Distinct N-methyl-D-aspartate receptor 2B subunit gene sequences confer neural and developmental specific expression.

Expression of the N-methyl--aspartate (NMDA) receptor 2B (NR2B) subunit is neural-specific and differentially regulated. It is expressed in the forebrain and in cerebellar granule cells at early postnatal stages and selectively repressed in the cerebellum after the second postnatal week, where it is replaced by the NR2C subunit. This switch confers distinct properties to the receptor. In order to understand the molecular mechanisms that differentially regulate the NR2B gene in the forebrain and cerebellum during development, we have isolated and characterized the promoter region of the NR2B gene.
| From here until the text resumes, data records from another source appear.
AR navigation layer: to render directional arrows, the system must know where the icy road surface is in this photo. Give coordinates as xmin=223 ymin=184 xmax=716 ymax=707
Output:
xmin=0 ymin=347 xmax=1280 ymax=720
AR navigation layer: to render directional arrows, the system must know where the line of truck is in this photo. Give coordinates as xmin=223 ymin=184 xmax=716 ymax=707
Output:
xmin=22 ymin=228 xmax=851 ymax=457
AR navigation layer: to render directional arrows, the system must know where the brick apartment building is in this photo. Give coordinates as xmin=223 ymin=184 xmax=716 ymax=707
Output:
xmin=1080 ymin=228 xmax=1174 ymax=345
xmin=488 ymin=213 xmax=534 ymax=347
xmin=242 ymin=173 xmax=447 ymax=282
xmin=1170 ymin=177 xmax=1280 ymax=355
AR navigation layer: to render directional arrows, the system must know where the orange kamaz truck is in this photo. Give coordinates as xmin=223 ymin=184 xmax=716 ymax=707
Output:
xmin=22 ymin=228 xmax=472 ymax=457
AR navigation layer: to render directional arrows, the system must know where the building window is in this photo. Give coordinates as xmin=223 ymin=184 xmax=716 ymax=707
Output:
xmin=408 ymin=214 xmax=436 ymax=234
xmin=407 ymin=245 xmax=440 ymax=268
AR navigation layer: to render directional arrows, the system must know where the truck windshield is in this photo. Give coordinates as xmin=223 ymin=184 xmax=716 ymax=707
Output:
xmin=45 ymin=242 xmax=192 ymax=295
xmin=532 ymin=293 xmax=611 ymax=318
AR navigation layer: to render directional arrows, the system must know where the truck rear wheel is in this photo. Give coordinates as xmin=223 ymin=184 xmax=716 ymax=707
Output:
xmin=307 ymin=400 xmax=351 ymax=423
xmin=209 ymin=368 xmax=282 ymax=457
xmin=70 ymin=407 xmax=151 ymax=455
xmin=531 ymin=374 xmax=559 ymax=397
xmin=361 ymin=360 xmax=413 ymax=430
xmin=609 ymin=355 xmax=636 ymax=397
Two 5' noncoding exons and multiple transcription start sites were identified. Transcriptional analysis in transgenic mice reveals that an upstream 800-base pair region, which includes the first exon, is sufficient to direct neural-specific transcription. Developmental repression of the gene in the cerebellum requires additional regulatory elements residing in the first intron or second exon. Sequence elements that may participate in the regulation of the NR2B gene were identified by comparison to other neural genes. These studies provide insight into the molecular mechanisms regulating the switch of NMDA receptor subunit expression in the cerebellum, which ultimately account for the physiological changes in receptor function during development.[1]